Caudle – another try

02.11.2017 by Rotschopf in Medieval cooking

You may remember my try in cooking this alcoholic beverage last year.

I always wanted to try another recipe though, this time using wine and almond milk.

“Take & make a gode mylke of Almaundys y-draw vppe with wyne of Red, whyte is beterre; if it schal be whyte, then strayne yolkys of Eyroun ther-to a fewe. Put ther-to Sugre & Salt, but Sugre y-now; then when it begynneth to boyle, sette it out, & almost flatte; serue it then forth, & euer kepe it as whyte as thou may, & at the dressoure droppe Alkenade ther-on, & serue forth; & if thou wylt haue hym chargeaunt, bynd hym vppe with fflour [of] Rys, other with whetyn floure, it is no fors. And if thou wolt, coloure hym with Safroun, & straw on pouder y-now, & Sugre y-now, & serue f[orth].”

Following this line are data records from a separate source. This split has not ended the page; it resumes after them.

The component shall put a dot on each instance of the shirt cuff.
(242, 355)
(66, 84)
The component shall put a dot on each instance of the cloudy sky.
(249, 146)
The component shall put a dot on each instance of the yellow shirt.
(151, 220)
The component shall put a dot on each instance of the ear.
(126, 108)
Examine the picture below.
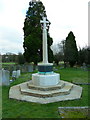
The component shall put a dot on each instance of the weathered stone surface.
(14, 93)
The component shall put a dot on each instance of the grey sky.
(64, 15)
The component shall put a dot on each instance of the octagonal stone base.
(30, 93)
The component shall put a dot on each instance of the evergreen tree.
(33, 33)
(70, 50)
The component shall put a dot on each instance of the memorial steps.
(28, 92)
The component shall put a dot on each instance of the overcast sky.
(64, 15)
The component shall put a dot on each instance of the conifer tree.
(70, 50)
(33, 33)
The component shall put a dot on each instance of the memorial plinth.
(45, 75)
(45, 86)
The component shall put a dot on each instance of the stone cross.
(45, 50)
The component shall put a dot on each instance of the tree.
(70, 50)
(84, 55)
(20, 58)
(33, 33)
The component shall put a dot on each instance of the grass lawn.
(19, 109)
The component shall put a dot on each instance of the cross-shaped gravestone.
(45, 50)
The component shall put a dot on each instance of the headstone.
(18, 73)
(0, 77)
(5, 77)
(30, 68)
(14, 73)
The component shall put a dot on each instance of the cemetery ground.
(19, 109)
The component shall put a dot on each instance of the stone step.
(60, 85)
(44, 94)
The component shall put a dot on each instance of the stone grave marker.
(30, 68)
(0, 77)
(5, 77)
(14, 73)
(18, 72)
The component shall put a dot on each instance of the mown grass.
(18, 109)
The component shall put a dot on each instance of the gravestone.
(30, 68)
(18, 72)
(0, 77)
(14, 73)
(5, 77)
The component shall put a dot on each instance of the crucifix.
(45, 50)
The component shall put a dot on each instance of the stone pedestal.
(45, 80)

(Two Fifteenth Century Cookery-Books, Harleian MS. 279 (um 1430)

 

We need white wine, almond milk, sugar, rice flour, eggs, saffron and pinch of salt.

I used about 1/2 l of almond milk and 1/2 l of wine, which I heated with some saffron, it began to foam quite a lot, but it stopped after a time.

  

I separated the 2 eggs and mixed the yolks with app 3 tablespoons of brown sugar (sorry, did not take photos of that, I had to be quick, just stir thoroughly until the eggs and the sugar blend nicely)

When the liquid is hot (not boiling), take it from the heat and ad it to the egg-sugar mixture gradually while mixing with a whisk. Never add the egg to the hot whine, the egg will boil and curdle. When you have added about half of the liquid to the egg, put everything back into the pot and heat again (don’t boil) and keep stirring.

The liquid will thicken a bit in the next 10-15 minutes. You could leave it as is and drink it like that, but I like it even thicker. So I mixed about 2 tablespoons of rice flour with water and added it to the liquid, while still on the heat. It will thicken to a rich milkshake-like texture.

Leave on the heat a bit and then pour into a glass or cup.

This tastes absolutely awesome. I ate cream puffs with wine cream once, that was very similar. By the way, this is really saturating, you only need a small glass for everyone.